Does _average_ mean the mean, the median, or the mode?

Why should we care about the average anyway? The average Web page is probably
a piece of SEO spam, but that doesn't mean much to me or to the world's best-
read web sites.

"Recently there hasn't been any significant innovation." This is typical bad-
investor thinking: stock prices are flat or declining, so this must be a
terrible time to buy! I will wait and buy stock once the prices have gone up!

------
bmaier
I'll be honest, when you back that up with something more substantial, I'll
read more of your posts. Until then you've got another fluff piece

------
mattmaroon
This is maybe the dumbest thing I've ever seen on the front page here. I love
how it has a factual title, giving some concrete numbers, then goes on to give
no specific derivation for those numbers at all.

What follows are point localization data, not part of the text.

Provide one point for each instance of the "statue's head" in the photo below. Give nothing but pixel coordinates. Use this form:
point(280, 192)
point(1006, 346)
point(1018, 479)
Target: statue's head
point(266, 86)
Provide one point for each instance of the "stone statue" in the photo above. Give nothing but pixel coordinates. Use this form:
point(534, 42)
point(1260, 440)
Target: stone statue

And then there are sentences that don't even make sense like "In the US
investors lost millions of dollars and when the “big guys” that share prices
reached completely unrealistic levels far from what economists call
fundamentals."

How did this turd get 10 points here?

------
caveman82
This article forgets to factor in that there are a large number of investors
that relish buying low during times of recession. The overall size of the pie
may be decreasing but there may be more slices to go around.

------
rrival
Good thing Web 2.0 companies don't need profits!

------
middle
This is on the internet, so it must be true!

------
edw519
Sources?

(Welcome to wikicombinator.)